A obra narra um futuro pós-Terceira Guerra Mundial. O mundo agora está passando por uma nova revolução industrial que não substituí o trabalho manual, nem o rotineiro, mas o intelectual. Nosso protagonista é o doutor Paul Proteus, a pessoa mais importante e inteligente das grandes Indústrias Ilium, cujos pensamentos a respeito da vida são confrontados pelo desconforto que sente em sua atual sociedade.
“Nesse momento da história, em 1952 d.C., nossas vidas e nossa liberdade dependem muito da habilidade, da imaginação e da coragem de nossos gerentes e engenheiros, e espero que Deus os ajude, para que eles possam nos ajudar a permanecer vivos e livres.”
O futurismo é um movimento artístico, em sua grande parte literário, surgido oficialmente em 1909 com a publicação do Manifesto Futurista, pelo poeta italiano Filippo Marinetti.
No início do século XX, a humanidade experimentou revoluções tecnológicas surpreendentes que tomaram um desenvolvimento bastante acelerado. Haviam aqueles que glorificavam a tecnologia, saudando as novas invenções assim como haviam aqueles que temiam a tecnologia e faziam alertas quanto às novas invenções.
Um artigo de Francisco Rüdiger intitulado de “Antropologia na era da máquina, ficção científica como sociologia aplicada” possuí um texto sobre Kurt Vonnegut, Piano Mecânico e o triunfo do fetichismo tecnológico no século 20.
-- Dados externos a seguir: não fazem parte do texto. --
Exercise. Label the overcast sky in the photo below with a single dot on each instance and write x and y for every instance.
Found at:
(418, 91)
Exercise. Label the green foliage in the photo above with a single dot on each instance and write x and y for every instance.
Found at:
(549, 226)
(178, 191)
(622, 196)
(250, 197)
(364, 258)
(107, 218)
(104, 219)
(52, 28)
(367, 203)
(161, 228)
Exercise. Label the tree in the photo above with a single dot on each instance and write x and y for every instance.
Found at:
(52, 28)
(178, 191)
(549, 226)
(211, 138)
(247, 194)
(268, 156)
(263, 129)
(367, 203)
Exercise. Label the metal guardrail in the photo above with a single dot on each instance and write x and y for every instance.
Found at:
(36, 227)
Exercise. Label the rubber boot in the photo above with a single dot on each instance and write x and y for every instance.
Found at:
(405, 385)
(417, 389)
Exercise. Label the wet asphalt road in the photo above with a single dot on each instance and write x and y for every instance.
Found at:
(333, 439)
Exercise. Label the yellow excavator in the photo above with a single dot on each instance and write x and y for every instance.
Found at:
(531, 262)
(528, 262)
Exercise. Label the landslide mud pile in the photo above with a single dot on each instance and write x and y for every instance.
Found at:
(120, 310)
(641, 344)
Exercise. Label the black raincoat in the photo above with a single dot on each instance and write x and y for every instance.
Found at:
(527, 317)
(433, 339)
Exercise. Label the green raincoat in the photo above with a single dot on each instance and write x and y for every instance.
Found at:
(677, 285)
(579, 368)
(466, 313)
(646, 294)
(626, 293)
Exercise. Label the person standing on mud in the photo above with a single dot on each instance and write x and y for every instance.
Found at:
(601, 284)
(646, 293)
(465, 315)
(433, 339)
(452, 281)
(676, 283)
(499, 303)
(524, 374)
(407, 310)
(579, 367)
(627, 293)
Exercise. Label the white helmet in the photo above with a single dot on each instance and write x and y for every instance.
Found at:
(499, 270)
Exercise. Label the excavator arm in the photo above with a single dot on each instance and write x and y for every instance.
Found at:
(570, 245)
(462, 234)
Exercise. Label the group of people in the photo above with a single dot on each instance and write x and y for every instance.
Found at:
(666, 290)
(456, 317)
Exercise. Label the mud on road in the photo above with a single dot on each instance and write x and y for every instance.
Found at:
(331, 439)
O texto propõe mostrar como o Piano Mecânico possuí uma visão de pesquisa fortemente expressada nas ciências sociais, afirmando que Vonnegut analisa a forma como as transformações históricas afetam a intimidade do ser humano na era da tecnologia, uma análise honesta a respeito da sua própria atualidade.
“Durante a Grande Depressão, a única religião da minha família foi o entusiasmo para com a eventual cura tecnológica para todas as formas de insatisfação humana.”
Após a guerra, com o avanço da tecnologia em tempos de paz, criou-se uma razão para nos perguntarmos se a fé na tecnologia tinha a ver com a alma humana.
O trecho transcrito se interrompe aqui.